The Vision Within Symbiosis
Artist Steven Sanders has a remarkable talent for inventing things — imaginary, impossible things. His illustrations and designs allude to whole worlds.
When I worked at Atlas Games, and Steven was drawing things for our books as a freelancer, he once turned in an illustration that so captivated me that I wrote a complete comic-book script inspired by his vision of hieroglyphic holography. In the years since, I’ve always kept an eye out for projects where I could get a chance to work with Steven again. Thankfully, my in-final-development RPG project, Always/Never/Now, was one of those projects. Steven Sanders was the artist I trusted with the beloved characters of my best friends — and Steven brought them to life with his own brilliant combination of character design and technological understanding.
Now Steven Sanders aims to inspire everyone — the whole planet — with a new world of his own devising. The project’s called Symbiosis and the Kickstarter campaign is alive and well. (He’s providing art and updates to the world-building project via his Tumblr page, too.) With our help, Steven Sanders can make Symbiosis into a beautiful artifact of a rare book, a handsome e-book, and a Creative Commons world ready for us to play in through our stories, our games, and more — wherever we are.

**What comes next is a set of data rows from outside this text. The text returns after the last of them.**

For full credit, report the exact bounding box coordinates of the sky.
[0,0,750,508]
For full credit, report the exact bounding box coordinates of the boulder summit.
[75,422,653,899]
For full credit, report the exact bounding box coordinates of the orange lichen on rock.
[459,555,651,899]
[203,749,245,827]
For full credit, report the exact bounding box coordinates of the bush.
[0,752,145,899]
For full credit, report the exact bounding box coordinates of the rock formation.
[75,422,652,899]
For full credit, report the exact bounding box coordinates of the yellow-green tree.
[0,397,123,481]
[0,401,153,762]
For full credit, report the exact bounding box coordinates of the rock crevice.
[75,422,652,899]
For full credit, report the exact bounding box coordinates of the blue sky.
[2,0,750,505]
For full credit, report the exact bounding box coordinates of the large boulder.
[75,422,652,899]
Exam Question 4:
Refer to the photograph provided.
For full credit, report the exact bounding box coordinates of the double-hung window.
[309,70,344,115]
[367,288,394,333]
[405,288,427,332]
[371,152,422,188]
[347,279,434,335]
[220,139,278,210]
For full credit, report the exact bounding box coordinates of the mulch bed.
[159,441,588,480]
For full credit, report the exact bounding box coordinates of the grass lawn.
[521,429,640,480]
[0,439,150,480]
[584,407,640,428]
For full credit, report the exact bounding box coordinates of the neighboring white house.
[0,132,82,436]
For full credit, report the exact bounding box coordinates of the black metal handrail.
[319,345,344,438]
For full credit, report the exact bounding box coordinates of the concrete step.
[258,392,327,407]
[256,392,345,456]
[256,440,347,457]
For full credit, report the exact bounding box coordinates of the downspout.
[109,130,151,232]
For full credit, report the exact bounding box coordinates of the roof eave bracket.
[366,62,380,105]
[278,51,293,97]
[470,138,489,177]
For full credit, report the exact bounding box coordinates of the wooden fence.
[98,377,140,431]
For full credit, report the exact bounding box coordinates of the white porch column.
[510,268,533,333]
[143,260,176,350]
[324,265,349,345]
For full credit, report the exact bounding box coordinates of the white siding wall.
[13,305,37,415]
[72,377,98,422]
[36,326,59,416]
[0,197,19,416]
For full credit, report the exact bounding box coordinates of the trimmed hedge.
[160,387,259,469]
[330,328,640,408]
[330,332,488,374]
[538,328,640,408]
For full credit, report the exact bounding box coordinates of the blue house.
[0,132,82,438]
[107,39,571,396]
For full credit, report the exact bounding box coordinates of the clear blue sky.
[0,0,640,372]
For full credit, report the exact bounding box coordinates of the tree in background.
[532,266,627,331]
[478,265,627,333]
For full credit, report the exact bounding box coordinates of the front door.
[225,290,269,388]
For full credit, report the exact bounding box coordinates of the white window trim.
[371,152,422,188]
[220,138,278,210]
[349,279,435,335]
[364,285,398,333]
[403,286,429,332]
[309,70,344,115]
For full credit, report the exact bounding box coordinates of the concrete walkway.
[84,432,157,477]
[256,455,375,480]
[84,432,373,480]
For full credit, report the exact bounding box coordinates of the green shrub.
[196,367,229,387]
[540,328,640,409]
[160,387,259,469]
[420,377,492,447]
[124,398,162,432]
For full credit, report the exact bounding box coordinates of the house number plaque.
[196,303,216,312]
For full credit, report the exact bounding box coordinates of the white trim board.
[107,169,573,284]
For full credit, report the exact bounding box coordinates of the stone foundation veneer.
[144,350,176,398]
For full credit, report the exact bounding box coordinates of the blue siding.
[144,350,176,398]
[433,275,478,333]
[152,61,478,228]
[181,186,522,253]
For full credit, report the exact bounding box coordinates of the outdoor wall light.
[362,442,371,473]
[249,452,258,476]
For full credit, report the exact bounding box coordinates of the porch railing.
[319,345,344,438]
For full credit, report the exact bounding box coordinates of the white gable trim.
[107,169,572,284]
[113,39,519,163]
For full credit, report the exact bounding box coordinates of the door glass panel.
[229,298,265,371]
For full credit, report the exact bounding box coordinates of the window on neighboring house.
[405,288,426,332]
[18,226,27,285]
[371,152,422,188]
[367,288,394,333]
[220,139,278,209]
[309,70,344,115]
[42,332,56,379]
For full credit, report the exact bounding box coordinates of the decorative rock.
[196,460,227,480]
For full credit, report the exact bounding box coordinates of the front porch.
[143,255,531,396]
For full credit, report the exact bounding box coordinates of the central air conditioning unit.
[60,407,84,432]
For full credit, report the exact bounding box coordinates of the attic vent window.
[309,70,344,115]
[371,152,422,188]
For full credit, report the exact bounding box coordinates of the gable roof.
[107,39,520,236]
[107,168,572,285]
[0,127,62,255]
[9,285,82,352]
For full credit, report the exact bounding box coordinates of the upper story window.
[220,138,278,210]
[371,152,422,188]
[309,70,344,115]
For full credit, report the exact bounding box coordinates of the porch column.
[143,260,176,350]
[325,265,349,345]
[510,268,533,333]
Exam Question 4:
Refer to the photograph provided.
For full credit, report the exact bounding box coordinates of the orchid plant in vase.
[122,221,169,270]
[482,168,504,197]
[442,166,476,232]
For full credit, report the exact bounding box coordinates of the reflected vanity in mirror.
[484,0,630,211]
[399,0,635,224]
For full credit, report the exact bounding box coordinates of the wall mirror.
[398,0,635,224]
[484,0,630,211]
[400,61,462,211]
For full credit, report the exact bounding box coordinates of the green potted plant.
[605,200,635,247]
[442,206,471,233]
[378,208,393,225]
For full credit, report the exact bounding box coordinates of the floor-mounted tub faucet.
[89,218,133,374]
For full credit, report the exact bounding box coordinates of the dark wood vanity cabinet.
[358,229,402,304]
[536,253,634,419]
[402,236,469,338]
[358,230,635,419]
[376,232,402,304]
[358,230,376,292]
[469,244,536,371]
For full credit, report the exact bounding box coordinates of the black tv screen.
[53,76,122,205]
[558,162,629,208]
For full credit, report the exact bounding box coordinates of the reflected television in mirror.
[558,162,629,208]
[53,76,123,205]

Curious about the scope and style of Symbiosis, I wrote Steven with a few questions about the project from a writer’s and gamer’s perspective…
Will Hindmarch: The themes of Symbiosis serve as commentary on our real-world relationships with technology, but the world of Symbiosis looks as alien as it is tangible. Is Symbiosis‘ world ours in some other time or is this a wholly new place—a new universe—you’re creating?
Steven Sanders: Ultimately, this is something I’d like to leave up to the reader, but for me, it’s on a different planet or maybe the far far future. One of those “after our civilization has been destroyed and rebuilt” sort of things. Perhaps a different Earth in a different universe. A key component of the technology of Symbiosis is the “bio-ether.” The bio-ether shares a lot in common with the ether used in obsolete physics for models of mechanical gravitation. This bio-ether is generated by two layers of bacteria. One in the deep crust, and another in the stratosphere, near the ozone layer. The two belts create a sort of “pressurized” zone of bio-ether between them. This sort of thing isn’t on the Earth as we know it, so some adjustments are necessary to time or place.